VIDA GLOBAL INC
REGULATION FD POLICY
GENERAL
VIDA Global Inc. (the “Company”) is committed, consistent with legal and regulatory requirements, to providing timely, orderly, consistent and credible material information to its securityholders and potential investors. The Company has developed detailed guidelines and procedures for receiving requests for, and ultimately disclosing material information. Please refer to the full text of this Regulation FD Policy (this “Policy”) for a complete description of these guidelines and procedures. This Policy applies to communications with securityholders, analysts and others.
The Securities and Exchange Commission’s (“SEC”) Regulation FD (Fair Disclosure) (“Regulation FD”) prohibits selective disclosure of material nonpublic information to certain Enumerated Persons (as defined below). The regulation is intended to eliminate situations in which a company may disclose important nonpublic information to securities analysts or selected institutional investors, before disclosing the information to the general public.
Regulation FD requires that whenever the Company (or a person acting on its behalf) intentionally discloses material nonpublic information to certain specified persons (including, among others, broker-dealers, analysts and securityholders), the Company must simultaneously disseminate the information to the public in a manner consistent with Regulation FD.
Examples of activities affected by this Policy include:
If the Company learns that it (or certain persons acting on its behalf) has unintentionally disclosed material nonpublic information, the Company must promptly publicly disseminate the information by the later of 24 hours after discovering the unintentional disclosure or prior to the opening of trading on the next trading day on any securities exchange on which the Company’s equity securities are then traded.
The Company adopted this Policy to ensure that any persons acting on its behalf comply with Regulation FD. This Policy applies to every director and employee of the Company and its subsidiaries. This Policy may be amended, terminated or reinstated at any time of the discretion of the Company’s Chief Financial Officer (the “Chief Financial Officer”).
PURPOSE
The purpose of this Policy is to provide clear guidelines and procedures for receiving external requests for, and making disclosure of, material information in order to promote the Company’s goal of providing accurate and timely communications on a broadly disseminated basis to ensure compliance with Regulation FD.
The Chief Financial Officer shall have the authority to make materiality and distribution determinations covered by this Policy with respect to the information disclosed about the Company.
The Chief Financial Officer or his/her designee has the authority to interpret and enforce this Policy. All questions about this Policy should be directed to the Chief Financial Officer. Any suspected or known violations of this Policy should be reported immediately to the Chief Financial Officer. If a Company employee violates this Policy, he or she will be subject to disciplinary action up to and including immediate termination of employment.
The Chief Financial Officer or his/her designee must pre-approve in writing any deviation from the policies and procedures outlined in this Policy.

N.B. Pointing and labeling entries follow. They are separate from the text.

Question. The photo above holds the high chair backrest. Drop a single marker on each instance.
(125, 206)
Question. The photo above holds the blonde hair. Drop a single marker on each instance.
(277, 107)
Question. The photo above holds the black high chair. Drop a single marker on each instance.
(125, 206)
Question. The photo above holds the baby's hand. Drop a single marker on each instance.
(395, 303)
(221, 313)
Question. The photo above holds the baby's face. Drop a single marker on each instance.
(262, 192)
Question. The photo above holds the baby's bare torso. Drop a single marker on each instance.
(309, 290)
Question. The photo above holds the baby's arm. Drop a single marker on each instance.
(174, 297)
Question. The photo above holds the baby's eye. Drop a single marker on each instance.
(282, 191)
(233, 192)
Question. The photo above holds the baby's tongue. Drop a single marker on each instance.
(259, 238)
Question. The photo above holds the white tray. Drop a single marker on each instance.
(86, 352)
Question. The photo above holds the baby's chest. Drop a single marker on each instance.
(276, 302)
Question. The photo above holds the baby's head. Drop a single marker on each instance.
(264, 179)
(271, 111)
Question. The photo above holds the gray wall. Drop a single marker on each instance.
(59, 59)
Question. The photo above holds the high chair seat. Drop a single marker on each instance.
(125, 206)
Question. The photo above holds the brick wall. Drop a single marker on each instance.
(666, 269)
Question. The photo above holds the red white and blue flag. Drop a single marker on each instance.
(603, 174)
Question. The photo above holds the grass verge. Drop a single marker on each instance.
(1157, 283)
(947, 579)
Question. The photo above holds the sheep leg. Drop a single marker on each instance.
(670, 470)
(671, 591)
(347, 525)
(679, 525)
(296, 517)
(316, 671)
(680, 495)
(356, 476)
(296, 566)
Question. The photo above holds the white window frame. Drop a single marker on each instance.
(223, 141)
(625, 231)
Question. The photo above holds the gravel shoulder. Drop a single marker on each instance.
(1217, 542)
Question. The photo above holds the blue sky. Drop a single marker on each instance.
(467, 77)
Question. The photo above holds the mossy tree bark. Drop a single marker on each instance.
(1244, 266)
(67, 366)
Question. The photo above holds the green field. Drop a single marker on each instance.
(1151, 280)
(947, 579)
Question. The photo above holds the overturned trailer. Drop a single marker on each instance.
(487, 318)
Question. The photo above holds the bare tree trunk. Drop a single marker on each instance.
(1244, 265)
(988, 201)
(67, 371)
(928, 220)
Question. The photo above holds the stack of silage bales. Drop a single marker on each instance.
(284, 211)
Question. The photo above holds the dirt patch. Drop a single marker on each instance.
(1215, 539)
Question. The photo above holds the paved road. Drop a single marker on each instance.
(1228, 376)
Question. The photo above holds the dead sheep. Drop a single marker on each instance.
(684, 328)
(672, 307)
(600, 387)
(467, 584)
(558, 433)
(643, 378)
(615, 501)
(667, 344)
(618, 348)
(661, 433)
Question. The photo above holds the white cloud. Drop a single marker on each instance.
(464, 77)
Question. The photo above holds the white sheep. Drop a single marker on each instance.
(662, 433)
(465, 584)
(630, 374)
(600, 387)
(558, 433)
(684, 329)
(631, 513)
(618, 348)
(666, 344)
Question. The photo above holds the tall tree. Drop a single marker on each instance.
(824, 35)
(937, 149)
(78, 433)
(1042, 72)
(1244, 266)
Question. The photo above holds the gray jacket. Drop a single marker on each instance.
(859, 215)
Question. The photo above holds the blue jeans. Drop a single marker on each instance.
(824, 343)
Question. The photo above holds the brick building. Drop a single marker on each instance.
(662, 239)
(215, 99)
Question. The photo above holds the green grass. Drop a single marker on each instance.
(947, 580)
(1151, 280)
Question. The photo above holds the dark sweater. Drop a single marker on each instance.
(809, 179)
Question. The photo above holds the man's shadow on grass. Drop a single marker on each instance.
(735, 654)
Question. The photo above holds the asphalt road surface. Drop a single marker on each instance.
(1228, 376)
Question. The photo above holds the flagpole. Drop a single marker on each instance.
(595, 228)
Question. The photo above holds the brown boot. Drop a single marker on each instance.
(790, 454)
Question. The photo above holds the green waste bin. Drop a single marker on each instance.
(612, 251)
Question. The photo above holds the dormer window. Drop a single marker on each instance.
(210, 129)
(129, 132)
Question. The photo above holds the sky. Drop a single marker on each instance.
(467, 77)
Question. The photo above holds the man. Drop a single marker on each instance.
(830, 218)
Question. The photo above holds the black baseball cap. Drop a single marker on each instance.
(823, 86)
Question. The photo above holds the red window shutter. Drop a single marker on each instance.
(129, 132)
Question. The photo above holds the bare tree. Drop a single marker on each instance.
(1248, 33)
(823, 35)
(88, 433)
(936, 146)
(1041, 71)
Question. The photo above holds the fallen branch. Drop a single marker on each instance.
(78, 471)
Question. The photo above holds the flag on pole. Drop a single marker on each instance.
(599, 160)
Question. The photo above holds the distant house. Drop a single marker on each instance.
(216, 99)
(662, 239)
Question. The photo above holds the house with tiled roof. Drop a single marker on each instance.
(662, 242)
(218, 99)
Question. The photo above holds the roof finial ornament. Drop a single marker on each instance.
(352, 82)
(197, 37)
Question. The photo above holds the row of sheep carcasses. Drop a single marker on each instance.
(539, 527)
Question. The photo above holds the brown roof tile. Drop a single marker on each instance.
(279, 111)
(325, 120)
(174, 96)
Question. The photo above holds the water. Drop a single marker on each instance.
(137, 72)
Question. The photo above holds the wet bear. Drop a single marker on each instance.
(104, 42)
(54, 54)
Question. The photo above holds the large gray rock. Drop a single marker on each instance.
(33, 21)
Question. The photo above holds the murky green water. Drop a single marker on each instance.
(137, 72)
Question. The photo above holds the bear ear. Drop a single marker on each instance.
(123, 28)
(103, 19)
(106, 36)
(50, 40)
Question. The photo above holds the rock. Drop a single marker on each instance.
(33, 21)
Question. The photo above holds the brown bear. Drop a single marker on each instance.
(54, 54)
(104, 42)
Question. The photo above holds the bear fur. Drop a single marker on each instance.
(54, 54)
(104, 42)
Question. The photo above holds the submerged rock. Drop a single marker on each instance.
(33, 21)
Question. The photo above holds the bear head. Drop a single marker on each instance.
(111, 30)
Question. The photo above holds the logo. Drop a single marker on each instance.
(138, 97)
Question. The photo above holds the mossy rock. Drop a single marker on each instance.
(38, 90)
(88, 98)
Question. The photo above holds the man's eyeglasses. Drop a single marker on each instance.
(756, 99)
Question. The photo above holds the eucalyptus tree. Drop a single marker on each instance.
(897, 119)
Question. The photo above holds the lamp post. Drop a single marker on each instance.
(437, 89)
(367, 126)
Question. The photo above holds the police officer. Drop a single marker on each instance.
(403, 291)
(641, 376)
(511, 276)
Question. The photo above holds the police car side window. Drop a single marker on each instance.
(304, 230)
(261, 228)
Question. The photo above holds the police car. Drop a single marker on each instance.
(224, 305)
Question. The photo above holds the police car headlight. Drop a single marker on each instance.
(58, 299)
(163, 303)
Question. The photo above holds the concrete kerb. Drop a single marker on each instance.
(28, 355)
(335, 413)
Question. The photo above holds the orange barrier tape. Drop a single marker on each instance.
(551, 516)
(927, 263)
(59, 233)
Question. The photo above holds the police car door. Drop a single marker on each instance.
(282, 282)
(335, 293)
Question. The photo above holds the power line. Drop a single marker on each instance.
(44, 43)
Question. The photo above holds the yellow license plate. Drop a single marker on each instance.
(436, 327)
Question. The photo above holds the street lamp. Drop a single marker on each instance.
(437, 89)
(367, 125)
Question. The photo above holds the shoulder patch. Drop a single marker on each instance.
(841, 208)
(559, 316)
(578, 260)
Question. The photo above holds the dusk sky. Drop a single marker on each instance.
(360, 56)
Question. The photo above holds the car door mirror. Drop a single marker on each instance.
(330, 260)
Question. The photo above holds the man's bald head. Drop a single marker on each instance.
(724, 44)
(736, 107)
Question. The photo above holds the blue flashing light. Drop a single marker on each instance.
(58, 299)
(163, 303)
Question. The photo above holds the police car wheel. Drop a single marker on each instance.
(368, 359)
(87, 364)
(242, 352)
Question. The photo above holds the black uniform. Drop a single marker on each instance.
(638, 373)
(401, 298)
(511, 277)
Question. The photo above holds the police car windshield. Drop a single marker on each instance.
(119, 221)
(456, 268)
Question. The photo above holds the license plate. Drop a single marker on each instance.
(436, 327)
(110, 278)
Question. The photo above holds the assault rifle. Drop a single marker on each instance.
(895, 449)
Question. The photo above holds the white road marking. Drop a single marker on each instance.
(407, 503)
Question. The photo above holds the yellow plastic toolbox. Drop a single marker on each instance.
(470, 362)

Compliance with this Policy shall be overseen and documented by the Chief Financial Officer at the time of disclosure, including documentation of materiality and distribution determinations, with appropriate back-up documentation showing adherence to the established procedure or the basis for any deviation. The Chief Financial Officer shall document in advance the analysis of why information to be selectively disclosed is not material. The Chief Financial Officer shall establish a system to document and track what material information has and has not been made public and when such information was disclosed to the public.
Authorized Spokespersons
The only persons authorized to speak on behalf of the Company to securities analysts, broker-dealers, securityholders and any other Enumerated Persons (as described below) are the Company’s Chief Executive Officer, Chief Financial Officer or other persons specifically designated by them to speak with respect to a particular topic or purpose (each an “Authorized Spokesperson”).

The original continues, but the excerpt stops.